As the U.S. economic expansion ages and clouds gather overseas, policy makers worry about recession. Their concern isn’t that a downturn is imminent but whether they will have firepower to fight back when one does arrive.

Money has been Washington’s primary weapon in the decades since British economist John Maynard Keynes proposed aggressive government spending to battle the Great Depression. The U.S. generally injects cash into the economy through interest-rate cuts, tax cuts or ramped-up federal spending.

Those tools could be hard to employ when the next dip comes: Interest rates are near zero, and fiscal stimulus plans could be hampered by high levels of government debt and the prospect of growing budget deficits to cover entitlement spending on retired baby boomers.

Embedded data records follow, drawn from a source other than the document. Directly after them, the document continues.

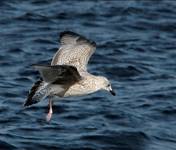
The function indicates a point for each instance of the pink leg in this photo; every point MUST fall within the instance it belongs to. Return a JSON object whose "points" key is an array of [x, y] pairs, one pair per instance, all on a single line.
{"points": [[49, 115]]}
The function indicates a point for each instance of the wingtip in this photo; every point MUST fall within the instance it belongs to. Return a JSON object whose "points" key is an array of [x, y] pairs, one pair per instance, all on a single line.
{"points": [[67, 32]]}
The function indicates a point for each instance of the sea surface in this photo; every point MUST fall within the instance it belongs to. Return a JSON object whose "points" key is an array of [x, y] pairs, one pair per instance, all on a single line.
{"points": [[136, 51]]}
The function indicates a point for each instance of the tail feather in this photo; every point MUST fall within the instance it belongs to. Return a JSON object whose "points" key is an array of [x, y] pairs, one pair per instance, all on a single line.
{"points": [[35, 95]]}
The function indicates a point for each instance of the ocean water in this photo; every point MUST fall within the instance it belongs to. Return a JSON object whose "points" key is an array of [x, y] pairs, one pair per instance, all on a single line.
{"points": [[136, 51]]}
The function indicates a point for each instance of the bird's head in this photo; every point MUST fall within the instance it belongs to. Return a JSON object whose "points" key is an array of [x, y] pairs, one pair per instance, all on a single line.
{"points": [[105, 85]]}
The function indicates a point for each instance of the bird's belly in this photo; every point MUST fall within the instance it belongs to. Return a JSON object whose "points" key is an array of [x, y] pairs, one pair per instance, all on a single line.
{"points": [[78, 90]]}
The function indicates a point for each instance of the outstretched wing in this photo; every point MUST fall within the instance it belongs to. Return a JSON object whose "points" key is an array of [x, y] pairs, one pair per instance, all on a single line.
{"points": [[59, 74], [75, 50]]}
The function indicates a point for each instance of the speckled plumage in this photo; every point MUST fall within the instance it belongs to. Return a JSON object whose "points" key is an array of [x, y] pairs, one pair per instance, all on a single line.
{"points": [[67, 75]]}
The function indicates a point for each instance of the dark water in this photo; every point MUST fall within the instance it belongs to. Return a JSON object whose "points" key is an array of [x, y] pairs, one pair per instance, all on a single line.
{"points": [[136, 51]]}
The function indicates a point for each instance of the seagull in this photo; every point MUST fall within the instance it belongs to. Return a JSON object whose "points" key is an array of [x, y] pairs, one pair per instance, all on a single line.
{"points": [[67, 74]]}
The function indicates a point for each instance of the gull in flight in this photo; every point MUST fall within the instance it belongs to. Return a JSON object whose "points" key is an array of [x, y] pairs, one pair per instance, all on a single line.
{"points": [[67, 75]]}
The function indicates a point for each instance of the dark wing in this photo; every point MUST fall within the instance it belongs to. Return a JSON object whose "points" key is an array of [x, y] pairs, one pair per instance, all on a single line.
{"points": [[59, 74], [75, 50]]}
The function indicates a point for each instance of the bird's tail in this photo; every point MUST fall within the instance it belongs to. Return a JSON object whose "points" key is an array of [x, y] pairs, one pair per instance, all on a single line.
{"points": [[37, 93]]}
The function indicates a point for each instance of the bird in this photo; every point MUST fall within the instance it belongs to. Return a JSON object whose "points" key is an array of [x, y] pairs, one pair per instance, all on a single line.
{"points": [[67, 74]]}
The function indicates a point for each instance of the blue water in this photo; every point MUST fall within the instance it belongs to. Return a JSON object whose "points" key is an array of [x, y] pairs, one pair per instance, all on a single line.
{"points": [[136, 50]]}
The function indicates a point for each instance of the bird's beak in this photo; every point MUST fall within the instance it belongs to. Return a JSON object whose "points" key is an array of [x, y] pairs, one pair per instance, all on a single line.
{"points": [[112, 92]]}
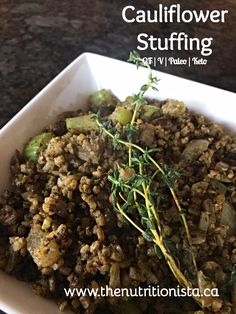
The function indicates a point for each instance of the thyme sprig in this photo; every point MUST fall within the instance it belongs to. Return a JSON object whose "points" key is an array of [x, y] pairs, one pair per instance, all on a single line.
{"points": [[134, 195]]}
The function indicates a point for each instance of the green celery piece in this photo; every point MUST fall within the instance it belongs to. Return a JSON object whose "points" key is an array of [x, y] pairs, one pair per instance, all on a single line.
{"points": [[122, 115], [36, 144], [83, 123]]}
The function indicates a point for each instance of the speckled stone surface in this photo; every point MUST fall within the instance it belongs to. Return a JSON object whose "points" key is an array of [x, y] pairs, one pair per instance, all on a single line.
{"points": [[39, 38]]}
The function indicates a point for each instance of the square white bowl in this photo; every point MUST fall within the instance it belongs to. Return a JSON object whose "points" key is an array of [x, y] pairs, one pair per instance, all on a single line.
{"points": [[70, 91]]}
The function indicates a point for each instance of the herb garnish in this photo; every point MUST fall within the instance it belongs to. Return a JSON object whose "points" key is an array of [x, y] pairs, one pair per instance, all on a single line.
{"points": [[133, 191]]}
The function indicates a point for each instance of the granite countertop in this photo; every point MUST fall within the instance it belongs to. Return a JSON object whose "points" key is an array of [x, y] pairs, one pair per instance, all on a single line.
{"points": [[39, 38]]}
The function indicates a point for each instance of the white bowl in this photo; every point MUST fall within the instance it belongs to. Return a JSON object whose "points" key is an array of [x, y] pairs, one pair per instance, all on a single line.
{"points": [[69, 91]]}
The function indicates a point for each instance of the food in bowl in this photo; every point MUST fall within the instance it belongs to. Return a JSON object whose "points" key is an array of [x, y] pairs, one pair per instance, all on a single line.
{"points": [[125, 198]]}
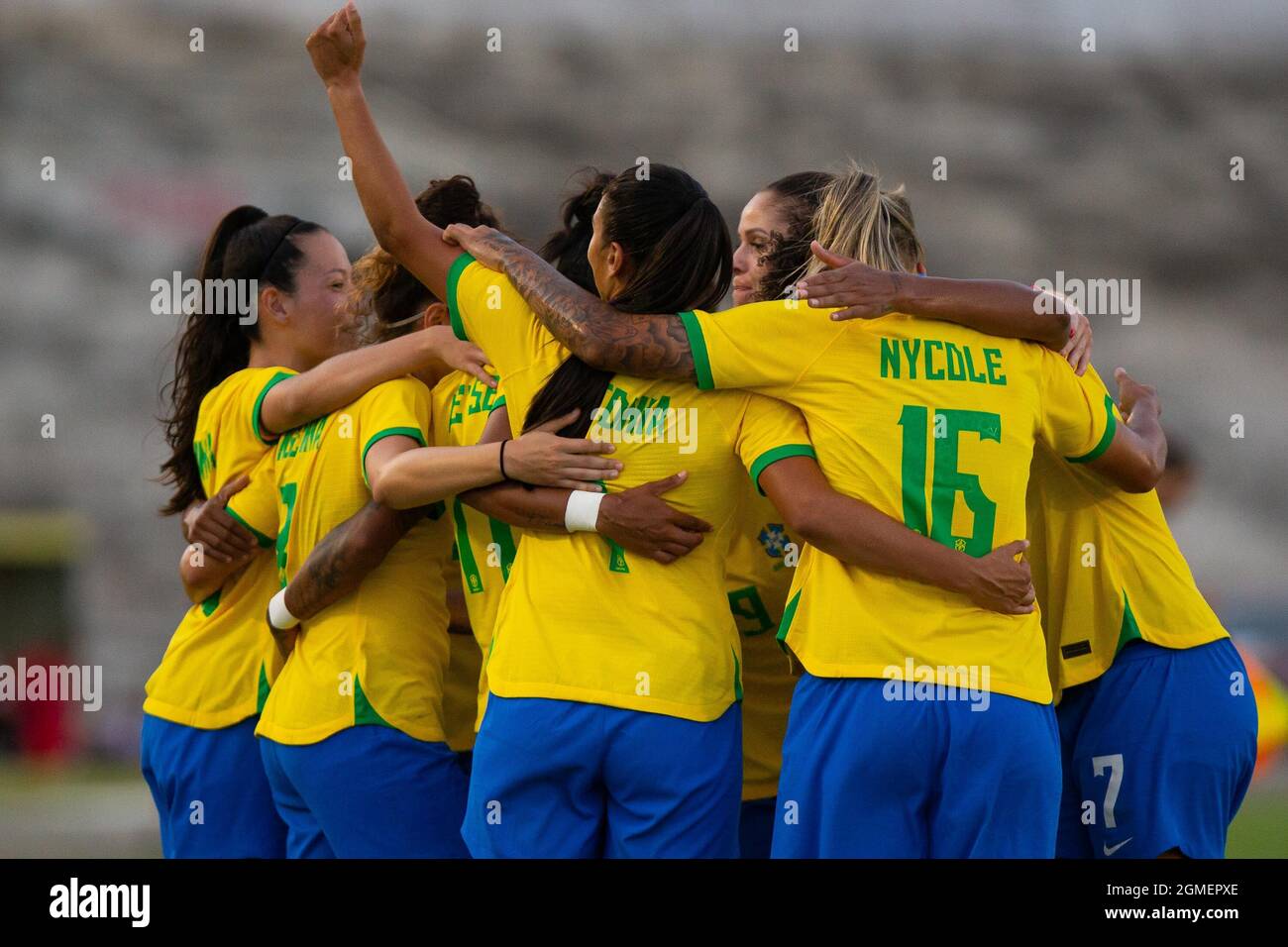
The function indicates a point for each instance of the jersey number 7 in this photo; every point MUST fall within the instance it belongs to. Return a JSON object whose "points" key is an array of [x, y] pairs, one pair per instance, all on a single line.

Few economists believe the U.S. is near recession. The economy seems to have regained its footing after a first-quarter stumble, and Federal Reserve officials are considering whether to raise short-term interest rates for the first time in nearly a decade to ensure the economy doesn’t overheat.

Even so, looming threats are a reminder that the slow-growing global economy is just a shock away from peril. Japan’s economy contracted in the second quarter and Europe recorded lackluster growth. China’s slowdown, meanwhile, appears more severe than global policy makers initially realized and a currency devaluation there might spur trade frictions.